Shellshock vulnerability (Bash Bug) discovered in a large part of Unix systems.


Some time ago, a security flaw was discovered in Unix Operating Systems and derivatives.

This flaw affects the program Bash (Shell), which is used to enter text commands to control the Operating System. This program is included in most Unix legacy Operating Systems, such as Linux, BSD, and Mac OS X.
Users of Android devices are safe because this OS includes another type of Shell called Almquist Shell.

This vulnerability allows attackers to execute commands on the affected machine.

Although this vulnerability affects all systems with Bash installed, users of desktop systems are less likely to be breached due to the very nature of the vulnerability. This is because the attacker must have access to some service connected to the Internet, accepts incoming connections, and uses the Shell Bash in an unsecured manner. Still, running the OS updater and installing the security patches related to this bug is good.

Web servers are one of the most affected systems since programs used to run a web server can use the Bash program, and a skilled attacker could modify the HTTP header sent to the server to exploit the Shellshock vulnerability.
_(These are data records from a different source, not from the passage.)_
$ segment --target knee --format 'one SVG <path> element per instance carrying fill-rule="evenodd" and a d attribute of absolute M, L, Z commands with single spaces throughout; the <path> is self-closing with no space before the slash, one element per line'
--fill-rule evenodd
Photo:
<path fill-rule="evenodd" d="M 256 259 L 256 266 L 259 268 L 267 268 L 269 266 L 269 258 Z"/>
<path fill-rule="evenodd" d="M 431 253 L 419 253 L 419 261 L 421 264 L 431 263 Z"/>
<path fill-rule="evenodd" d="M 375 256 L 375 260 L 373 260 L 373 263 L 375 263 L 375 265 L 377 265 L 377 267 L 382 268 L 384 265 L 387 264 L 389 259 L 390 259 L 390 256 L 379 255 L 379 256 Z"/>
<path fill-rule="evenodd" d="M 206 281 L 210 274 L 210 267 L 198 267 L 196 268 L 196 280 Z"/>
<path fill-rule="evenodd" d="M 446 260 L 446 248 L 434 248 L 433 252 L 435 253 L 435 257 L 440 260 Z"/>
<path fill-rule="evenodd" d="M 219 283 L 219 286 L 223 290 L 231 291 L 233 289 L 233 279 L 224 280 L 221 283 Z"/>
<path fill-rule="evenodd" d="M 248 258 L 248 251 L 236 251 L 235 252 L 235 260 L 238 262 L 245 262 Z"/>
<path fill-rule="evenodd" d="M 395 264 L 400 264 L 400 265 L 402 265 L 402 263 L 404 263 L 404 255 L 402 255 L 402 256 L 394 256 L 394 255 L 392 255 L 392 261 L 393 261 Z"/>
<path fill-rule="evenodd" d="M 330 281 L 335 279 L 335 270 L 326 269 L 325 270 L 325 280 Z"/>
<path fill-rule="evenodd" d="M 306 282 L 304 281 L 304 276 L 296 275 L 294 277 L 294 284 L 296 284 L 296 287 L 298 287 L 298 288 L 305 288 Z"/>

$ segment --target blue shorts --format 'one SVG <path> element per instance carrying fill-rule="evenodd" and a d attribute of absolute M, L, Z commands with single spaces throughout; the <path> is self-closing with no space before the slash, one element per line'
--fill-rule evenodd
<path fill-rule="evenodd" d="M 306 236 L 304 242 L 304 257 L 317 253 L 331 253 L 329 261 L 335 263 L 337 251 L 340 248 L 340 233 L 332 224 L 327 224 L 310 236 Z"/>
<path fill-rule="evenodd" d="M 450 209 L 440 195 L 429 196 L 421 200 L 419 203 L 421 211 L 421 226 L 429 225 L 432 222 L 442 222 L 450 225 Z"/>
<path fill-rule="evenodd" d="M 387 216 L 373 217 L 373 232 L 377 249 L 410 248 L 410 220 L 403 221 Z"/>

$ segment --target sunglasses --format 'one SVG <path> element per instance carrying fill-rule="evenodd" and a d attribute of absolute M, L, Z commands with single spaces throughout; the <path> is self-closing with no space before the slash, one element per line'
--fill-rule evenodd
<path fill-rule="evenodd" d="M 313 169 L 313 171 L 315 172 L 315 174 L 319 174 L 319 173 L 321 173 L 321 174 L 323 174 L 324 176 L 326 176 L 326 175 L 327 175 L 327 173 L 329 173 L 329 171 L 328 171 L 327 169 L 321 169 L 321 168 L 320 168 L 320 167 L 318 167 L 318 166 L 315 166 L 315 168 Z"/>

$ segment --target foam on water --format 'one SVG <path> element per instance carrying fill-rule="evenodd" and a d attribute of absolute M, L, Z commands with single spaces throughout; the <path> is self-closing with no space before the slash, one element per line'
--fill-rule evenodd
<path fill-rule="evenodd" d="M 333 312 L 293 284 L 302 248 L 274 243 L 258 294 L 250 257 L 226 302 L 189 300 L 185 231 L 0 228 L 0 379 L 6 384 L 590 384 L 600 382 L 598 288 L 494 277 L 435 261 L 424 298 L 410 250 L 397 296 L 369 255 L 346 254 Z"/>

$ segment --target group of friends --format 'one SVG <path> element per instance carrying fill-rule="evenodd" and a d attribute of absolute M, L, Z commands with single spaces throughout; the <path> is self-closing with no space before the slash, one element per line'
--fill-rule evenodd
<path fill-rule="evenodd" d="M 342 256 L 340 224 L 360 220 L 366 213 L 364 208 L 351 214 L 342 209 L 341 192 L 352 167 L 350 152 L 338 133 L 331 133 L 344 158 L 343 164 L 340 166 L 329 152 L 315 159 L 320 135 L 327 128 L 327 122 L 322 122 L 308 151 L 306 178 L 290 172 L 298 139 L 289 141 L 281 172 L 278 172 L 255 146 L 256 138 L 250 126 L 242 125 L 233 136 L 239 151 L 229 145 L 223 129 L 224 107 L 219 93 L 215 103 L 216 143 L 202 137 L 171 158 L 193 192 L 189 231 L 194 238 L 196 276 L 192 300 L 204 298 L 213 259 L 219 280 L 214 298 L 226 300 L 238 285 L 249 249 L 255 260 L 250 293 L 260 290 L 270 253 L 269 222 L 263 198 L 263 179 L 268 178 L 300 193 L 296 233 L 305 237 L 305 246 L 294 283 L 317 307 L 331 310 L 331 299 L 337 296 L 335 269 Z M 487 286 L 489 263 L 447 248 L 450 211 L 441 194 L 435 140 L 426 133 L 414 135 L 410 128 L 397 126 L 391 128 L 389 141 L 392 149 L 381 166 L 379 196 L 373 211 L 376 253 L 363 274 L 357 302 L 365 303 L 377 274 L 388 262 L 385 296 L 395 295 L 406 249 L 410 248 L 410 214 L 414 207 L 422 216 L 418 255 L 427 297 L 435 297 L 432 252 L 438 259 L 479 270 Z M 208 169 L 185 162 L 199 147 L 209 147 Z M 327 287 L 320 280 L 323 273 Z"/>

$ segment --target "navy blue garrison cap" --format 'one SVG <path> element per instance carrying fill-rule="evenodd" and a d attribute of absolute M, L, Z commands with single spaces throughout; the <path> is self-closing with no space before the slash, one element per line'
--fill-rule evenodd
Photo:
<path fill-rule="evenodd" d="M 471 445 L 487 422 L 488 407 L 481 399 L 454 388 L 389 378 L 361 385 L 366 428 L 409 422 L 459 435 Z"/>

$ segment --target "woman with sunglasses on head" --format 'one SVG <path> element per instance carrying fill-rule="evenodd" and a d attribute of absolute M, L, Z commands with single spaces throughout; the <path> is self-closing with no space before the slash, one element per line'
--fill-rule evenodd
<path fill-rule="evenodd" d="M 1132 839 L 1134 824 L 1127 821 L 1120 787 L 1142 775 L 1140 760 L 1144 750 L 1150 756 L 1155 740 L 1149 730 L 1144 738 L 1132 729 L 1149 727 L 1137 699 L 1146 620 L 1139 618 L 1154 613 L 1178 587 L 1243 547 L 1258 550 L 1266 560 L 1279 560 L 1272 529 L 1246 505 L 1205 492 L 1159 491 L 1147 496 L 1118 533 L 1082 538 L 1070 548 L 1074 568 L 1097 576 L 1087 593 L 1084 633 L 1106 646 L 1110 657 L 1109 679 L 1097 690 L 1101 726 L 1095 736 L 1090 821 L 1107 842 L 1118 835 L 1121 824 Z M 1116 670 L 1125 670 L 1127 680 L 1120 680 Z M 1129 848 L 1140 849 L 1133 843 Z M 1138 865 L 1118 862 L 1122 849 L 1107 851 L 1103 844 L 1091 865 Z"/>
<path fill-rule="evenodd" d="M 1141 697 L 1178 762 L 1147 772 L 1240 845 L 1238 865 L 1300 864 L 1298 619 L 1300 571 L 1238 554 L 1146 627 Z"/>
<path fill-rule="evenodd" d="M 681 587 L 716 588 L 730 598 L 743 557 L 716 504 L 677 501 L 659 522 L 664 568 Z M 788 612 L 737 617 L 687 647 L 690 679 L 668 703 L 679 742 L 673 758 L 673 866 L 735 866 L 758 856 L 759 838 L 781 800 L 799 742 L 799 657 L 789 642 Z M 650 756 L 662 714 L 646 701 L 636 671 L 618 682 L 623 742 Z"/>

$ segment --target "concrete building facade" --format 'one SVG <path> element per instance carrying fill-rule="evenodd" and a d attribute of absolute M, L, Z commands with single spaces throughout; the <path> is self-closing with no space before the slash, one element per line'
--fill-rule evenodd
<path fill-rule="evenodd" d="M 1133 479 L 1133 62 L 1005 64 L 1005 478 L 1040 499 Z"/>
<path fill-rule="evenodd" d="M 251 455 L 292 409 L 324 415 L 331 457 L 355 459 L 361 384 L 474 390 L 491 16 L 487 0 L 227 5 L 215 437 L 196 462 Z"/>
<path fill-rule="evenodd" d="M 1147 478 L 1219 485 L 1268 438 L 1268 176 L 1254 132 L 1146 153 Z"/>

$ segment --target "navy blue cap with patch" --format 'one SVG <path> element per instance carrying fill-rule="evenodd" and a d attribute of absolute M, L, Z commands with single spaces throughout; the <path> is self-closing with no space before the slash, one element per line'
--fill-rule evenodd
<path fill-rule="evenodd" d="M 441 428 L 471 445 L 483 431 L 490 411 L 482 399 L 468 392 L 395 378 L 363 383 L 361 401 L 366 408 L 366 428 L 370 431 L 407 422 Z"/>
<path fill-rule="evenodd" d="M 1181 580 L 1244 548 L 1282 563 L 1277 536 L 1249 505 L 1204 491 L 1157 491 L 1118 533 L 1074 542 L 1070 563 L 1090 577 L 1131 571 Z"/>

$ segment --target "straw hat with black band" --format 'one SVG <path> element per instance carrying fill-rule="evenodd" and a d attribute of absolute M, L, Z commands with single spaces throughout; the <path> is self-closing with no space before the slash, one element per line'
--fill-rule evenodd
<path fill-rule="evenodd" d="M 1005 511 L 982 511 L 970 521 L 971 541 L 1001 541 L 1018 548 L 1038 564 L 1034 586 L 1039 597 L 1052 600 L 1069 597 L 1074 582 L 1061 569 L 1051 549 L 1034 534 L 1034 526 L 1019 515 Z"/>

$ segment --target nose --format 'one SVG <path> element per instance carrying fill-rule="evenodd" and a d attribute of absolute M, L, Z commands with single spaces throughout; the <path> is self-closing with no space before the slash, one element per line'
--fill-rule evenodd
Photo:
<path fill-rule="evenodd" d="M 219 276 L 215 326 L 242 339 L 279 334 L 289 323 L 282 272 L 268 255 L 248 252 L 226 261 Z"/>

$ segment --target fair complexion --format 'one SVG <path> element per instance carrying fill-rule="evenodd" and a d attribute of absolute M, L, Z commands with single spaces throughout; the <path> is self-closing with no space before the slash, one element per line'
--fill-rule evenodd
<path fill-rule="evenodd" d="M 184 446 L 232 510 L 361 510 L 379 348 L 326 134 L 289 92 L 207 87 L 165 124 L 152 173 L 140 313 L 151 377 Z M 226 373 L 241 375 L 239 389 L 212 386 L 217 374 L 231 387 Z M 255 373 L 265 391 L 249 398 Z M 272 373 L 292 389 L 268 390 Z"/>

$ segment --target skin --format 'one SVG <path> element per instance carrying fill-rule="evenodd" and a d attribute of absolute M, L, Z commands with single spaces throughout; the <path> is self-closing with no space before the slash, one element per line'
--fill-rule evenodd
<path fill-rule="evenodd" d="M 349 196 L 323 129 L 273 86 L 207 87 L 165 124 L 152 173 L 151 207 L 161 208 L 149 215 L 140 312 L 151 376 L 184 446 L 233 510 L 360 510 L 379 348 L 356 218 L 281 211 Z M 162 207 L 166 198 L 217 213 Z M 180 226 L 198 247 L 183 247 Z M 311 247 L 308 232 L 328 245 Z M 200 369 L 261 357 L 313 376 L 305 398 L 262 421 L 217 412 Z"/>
To check if our system is affected by the Shellshock vulnerability, we can enter the system Terminal and type:

'env x='() { :;}; echo vulnerable' bash -c "echo this is a test."

If our system returns:

this is a test

This means that the system is vulnerable. If it is not vulnerable, it will only show, "this is a test."

If when executing the following command

env X='() { (>>' bash -c "echo date"; cat echo; rm -f echo

the current date is displayed (other lines with errors may be displayed), it means that our system is vulnerable.

What we can do to fix this bug is to install the security updates offered by our Operating System. Most Linux systems already have a security patch for this vulnerability.